In March 2018, Aziza Ahmed Seif and her fellow nurses at the Mikanjuni Health Center in Tanga, Tanzania, made history. They, along with workers at 32 other health facilities in Tanga, retired the thick paper immunization registers they had spent their entire nursing careers using and embraced a digital system that places a universe of data at their fingertips. They traded pen and paper for a tablet framed by colorful data visualizations, swapped crowded tally sheets for a simplified stock management module, and replaced the long evenings of record-keeping that used to characterize immunization clinics with a series of automated reports.

Going paperless

Mikanjuni is one of more than a thousand health facilities in Tanzania that have embraced data quality and use interventions, ranging from the Tanzania Immunization Registry (TImR) to behavior change campaigns focused on a culture of data use and bar codes on child health cards to uniquely identify patients.

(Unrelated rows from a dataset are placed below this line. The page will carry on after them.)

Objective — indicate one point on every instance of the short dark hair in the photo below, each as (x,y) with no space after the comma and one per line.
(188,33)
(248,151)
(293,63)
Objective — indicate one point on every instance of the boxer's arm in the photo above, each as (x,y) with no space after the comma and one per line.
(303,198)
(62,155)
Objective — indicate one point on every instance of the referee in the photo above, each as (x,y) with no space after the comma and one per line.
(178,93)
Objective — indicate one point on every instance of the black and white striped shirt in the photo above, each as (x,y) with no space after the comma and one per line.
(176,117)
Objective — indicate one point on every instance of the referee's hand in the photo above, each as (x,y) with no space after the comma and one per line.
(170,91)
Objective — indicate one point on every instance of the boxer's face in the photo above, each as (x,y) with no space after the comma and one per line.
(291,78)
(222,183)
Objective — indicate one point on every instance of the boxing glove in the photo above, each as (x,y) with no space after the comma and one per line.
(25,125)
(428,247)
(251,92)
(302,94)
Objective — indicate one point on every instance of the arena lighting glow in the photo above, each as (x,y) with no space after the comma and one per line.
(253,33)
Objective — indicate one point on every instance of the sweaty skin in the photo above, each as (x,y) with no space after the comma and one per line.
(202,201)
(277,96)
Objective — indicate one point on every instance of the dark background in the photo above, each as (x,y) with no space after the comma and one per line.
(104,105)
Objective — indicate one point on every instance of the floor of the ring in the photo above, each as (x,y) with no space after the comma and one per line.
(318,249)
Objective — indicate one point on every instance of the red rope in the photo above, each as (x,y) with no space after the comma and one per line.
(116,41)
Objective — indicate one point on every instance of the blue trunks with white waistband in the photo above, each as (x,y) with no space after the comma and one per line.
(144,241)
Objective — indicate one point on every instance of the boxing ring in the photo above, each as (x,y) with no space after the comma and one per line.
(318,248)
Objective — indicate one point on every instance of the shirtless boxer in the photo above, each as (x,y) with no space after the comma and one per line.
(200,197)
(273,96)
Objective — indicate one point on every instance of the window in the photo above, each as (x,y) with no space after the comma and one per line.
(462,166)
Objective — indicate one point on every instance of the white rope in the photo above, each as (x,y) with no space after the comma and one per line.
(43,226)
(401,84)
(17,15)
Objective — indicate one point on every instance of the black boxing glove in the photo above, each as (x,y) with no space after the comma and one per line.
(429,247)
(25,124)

Mikanjuni sees between 20 and 24 children each day, or approximately 100 children each week. This can lead to long queues, with patients sometimes waiting several hours before seeing a nurse. Adding to their workload, health workers have historically relied on paper records to determine which vaccines patients have received, and when. But the dizzying array of data—birth dates, the number of vaccine vials on hand, and projected patient volumes—was overwhelming. If a patient missed a vaccine, it was often lost in this sea of numbers.

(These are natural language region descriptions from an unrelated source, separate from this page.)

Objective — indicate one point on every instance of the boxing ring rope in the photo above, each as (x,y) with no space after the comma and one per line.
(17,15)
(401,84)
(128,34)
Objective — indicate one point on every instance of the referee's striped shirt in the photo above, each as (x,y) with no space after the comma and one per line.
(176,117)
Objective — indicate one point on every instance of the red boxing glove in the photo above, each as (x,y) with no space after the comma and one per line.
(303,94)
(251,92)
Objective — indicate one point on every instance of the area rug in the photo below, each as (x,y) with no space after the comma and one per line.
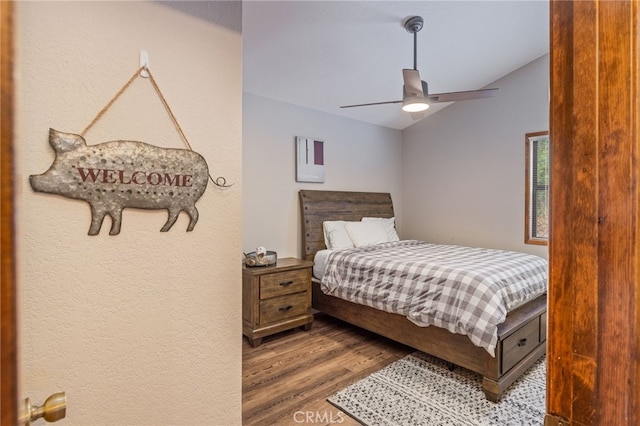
(420,390)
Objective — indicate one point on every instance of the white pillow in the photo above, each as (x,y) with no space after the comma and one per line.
(335,235)
(389,226)
(366,233)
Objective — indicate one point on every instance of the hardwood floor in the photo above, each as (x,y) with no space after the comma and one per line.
(286,380)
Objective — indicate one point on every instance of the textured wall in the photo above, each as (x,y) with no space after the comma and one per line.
(142,328)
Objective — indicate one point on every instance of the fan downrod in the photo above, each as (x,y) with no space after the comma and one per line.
(413,24)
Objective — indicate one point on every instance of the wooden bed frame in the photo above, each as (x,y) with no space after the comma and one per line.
(521,338)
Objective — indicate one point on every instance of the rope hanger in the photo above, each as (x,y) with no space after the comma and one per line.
(220,181)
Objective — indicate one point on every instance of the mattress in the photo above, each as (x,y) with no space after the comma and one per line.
(465,290)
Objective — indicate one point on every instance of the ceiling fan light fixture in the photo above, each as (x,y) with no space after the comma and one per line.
(414,105)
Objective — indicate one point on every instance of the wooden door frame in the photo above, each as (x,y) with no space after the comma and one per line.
(8,337)
(593,359)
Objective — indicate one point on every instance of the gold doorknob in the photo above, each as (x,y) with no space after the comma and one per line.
(53,409)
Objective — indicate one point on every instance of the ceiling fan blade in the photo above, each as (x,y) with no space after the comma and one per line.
(372,103)
(461,96)
(412,83)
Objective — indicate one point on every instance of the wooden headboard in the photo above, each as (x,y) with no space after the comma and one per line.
(319,206)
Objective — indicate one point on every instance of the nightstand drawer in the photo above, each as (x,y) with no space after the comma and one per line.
(279,308)
(282,283)
(520,343)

“Sometimes you’d forget to tally everything, because there were so many registers,” remembers Aziza. “Missing a record used to lead to a reporting disaster at the end of the month. The burden was too great when the nurse at the clinic didn’t know how the registers were filled, or if she misplaced the record.”

Several missed tallies might result in incorrect reporting and lower stock estimates, resulting in stockouts and a child potentially missing a lifesaving vaccine.